Mark flipped a few pages in his notebook. “I’m just looking for when I saw a revision of that story.”
“You didn’t give us a deadline for revisions, and I’ve done everything else on time.” His voice was getting louder, and he must’ve been sweating because he ripped off his parka and stuffed it down behind him in the chair. “And I did say some things in class.”
“During the first week or two,” Mark said, “and then I’d say you let other people do most of the heavy lifting. Or am I remembering our time in class incorrectly?”
Julio didn’t say anything.
Mark said, “That was a genuine question.”
Julio said, “I just didn’t think participation would really end up counting for so much.”

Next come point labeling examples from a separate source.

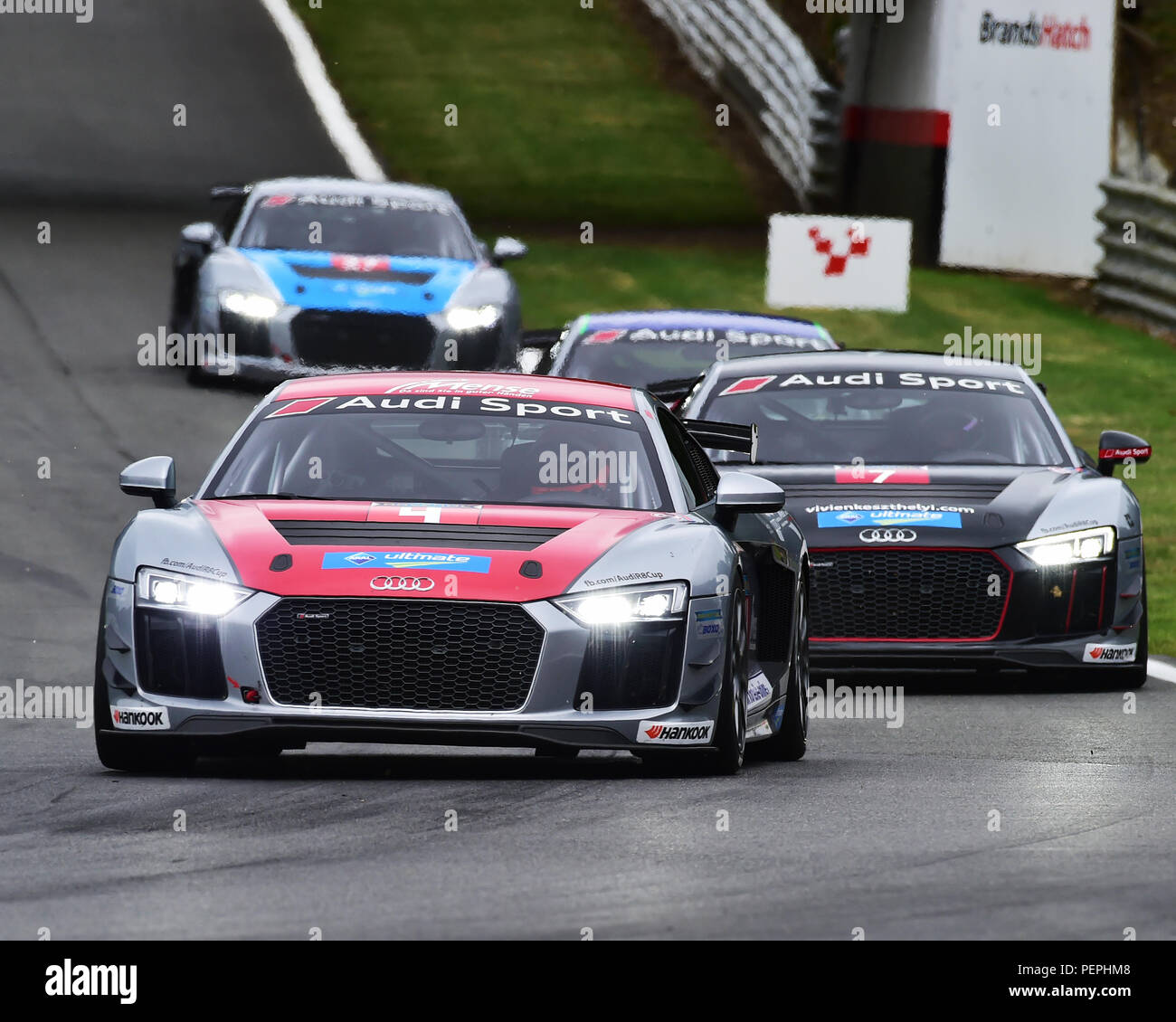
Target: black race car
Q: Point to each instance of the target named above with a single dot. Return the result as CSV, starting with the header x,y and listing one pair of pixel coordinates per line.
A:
x,y
952,523
666,351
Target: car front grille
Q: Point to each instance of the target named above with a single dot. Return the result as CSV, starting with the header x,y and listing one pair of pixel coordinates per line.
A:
x,y
398,654
359,339
906,594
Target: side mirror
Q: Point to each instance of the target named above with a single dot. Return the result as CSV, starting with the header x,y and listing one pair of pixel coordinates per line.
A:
x,y
506,249
152,477
203,235
742,493
1116,447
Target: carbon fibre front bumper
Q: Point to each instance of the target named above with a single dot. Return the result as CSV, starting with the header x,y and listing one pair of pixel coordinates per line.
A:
x,y
549,715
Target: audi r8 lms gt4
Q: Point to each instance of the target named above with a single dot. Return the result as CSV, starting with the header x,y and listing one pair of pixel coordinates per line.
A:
x,y
952,521
669,347
305,273
457,559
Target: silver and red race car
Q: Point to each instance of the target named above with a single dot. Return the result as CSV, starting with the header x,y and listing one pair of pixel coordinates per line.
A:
x,y
439,558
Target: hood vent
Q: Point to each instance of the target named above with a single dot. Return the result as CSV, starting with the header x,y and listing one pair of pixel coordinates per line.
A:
x,y
361,535
371,275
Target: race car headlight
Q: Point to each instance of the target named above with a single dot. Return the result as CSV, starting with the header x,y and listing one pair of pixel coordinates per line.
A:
x,y
626,606
473,319
250,305
175,591
1066,548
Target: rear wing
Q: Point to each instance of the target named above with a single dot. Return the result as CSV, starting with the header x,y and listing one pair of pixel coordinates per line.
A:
x,y
223,192
725,437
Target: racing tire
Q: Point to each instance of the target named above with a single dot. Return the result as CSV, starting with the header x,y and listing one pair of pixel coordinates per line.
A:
x,y
137,754
791,743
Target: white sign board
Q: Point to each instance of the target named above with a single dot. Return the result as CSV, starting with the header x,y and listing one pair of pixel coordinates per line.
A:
x,y
1028,85
839,262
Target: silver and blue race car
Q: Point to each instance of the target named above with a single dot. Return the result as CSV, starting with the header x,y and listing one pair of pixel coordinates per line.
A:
x,y
953,525
309,273
457,559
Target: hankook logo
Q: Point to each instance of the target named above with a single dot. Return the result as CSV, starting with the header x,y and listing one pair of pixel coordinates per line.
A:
x,y
888,535
411,583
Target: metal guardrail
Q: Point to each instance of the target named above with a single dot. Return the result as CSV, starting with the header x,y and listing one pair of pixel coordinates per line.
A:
x,y
752,58
1137,272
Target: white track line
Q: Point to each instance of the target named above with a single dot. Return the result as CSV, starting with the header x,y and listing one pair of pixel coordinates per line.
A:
x,y
360,160
1161,670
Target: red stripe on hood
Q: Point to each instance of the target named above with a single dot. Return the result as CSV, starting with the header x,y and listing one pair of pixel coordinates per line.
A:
x,y
251,543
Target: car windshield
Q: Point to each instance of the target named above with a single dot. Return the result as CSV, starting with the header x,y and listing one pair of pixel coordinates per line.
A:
x,y
424,449
357,225
896,418
627,356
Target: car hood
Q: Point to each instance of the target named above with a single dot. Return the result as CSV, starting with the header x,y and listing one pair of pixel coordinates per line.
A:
x,y
339,281
944,506
473,553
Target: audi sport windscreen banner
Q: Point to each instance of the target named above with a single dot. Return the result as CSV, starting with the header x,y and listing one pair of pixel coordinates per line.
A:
x,y
839,262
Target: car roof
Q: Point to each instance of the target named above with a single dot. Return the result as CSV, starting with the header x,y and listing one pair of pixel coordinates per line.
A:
x,y
349,186
850,360
702,319
482,384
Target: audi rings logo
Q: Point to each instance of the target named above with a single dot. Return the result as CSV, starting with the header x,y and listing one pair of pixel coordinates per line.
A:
x,y
888,535
403,583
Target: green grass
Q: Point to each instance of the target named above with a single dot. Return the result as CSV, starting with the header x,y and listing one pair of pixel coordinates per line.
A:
x,y
1100,375
561,117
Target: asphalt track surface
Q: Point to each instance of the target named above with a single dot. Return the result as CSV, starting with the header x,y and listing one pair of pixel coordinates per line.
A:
x,y
883,829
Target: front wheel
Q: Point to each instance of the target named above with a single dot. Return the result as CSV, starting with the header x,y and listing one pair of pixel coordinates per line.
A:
x,y
791,740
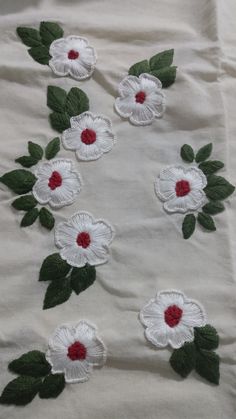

“And punctuation and syntax,” Mark said. “And revisions.”
“I get all that,” Julio said. “You could remind us about the participation, though.”
Mark nodded. “Remind me, Julio. What year do you graduate?”
“Soon, with your cooperation,” he said. Finally, he smiled. “I’m not blowing off this class. It’s my favorite, really, but I sometimes don’t have much to say about the stories. I mean, usually I just like them.”
“That’s not because you’re reading each of them twice and writing down lots of notes in the margins before the workshops,” Mark said.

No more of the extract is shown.